My idea is that a torus with one hole can be disconnected by two loops, whereas the torus with two holes may not be disconnected by two loops.
Is this argument correct? Can it me formalized (even the part on connectedness).
Or maybe there is better argument
On
You can get a figure $8$ as the intersection of a plane with the torus with two holes but not with the one with only one hole.
On
Note: The following argument should be taken loosely, and not as a proof. It assumes the classification of surfaces (which is silly).
For the sake of getting some contradiction, let $f:S_1\to S_2$ be a homeomorphism.
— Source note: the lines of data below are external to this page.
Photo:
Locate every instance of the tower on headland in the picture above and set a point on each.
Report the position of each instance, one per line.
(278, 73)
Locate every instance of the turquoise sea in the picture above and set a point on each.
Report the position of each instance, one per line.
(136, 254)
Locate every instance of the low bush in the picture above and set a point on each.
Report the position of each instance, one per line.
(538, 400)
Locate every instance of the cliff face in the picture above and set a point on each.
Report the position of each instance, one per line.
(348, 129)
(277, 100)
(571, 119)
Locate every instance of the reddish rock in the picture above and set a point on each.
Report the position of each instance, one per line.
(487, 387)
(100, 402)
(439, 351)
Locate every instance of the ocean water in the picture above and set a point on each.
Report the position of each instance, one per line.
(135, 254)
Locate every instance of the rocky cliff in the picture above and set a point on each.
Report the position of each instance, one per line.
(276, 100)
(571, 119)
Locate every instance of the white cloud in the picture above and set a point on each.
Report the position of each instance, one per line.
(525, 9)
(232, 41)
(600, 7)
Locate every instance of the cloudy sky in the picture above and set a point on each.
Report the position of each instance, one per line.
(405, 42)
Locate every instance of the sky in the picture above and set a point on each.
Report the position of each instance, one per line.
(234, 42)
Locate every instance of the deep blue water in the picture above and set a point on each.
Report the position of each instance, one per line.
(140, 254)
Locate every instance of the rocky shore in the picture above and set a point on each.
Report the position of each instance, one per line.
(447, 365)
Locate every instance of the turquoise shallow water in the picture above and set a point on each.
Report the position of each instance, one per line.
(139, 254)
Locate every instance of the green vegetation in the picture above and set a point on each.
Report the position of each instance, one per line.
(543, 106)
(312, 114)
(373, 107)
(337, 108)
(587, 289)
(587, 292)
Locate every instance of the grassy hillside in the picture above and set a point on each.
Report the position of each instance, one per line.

Here, $S_1$ is the one-holed torus and $S_2$ is the two-holed torus.
Now, define a non-separating curve $\gamma$ on a surface $S$ to be a curve such that $S\setminus\gamma$ is still connected.
Let $\gamma_1$ and $\gamma_2$ be the two most popular curves on $S_1$ that cut the torus into a disk. Since $f$ is a homeomorphism, the image of these curves under $f$ (i.e. $f(\gamma_1)$ and $f(\gamma_2)$) must also cut $S_2$ into a disk. Now, I claim that $f(\gamma_1)$ and $f(\gamma_2)$ must also be non-separating in $S_2$. This is a good exercise to stew on by yourself!
Moreover, I claim that no pair of non-separating curves can cut $S_2$ into a disk. To prove this, you pick your favorite pair of non-separating curves on $S_2$, and cut along them. Show this is not a disk. Then, for any other pair of non-separating curves $\alpha_i$, there is a homeomorphism taking the $\alpha_i$ curves to your favorite curves. Thus, cutting along the $\alpha_i$ curves cannot yield a disk.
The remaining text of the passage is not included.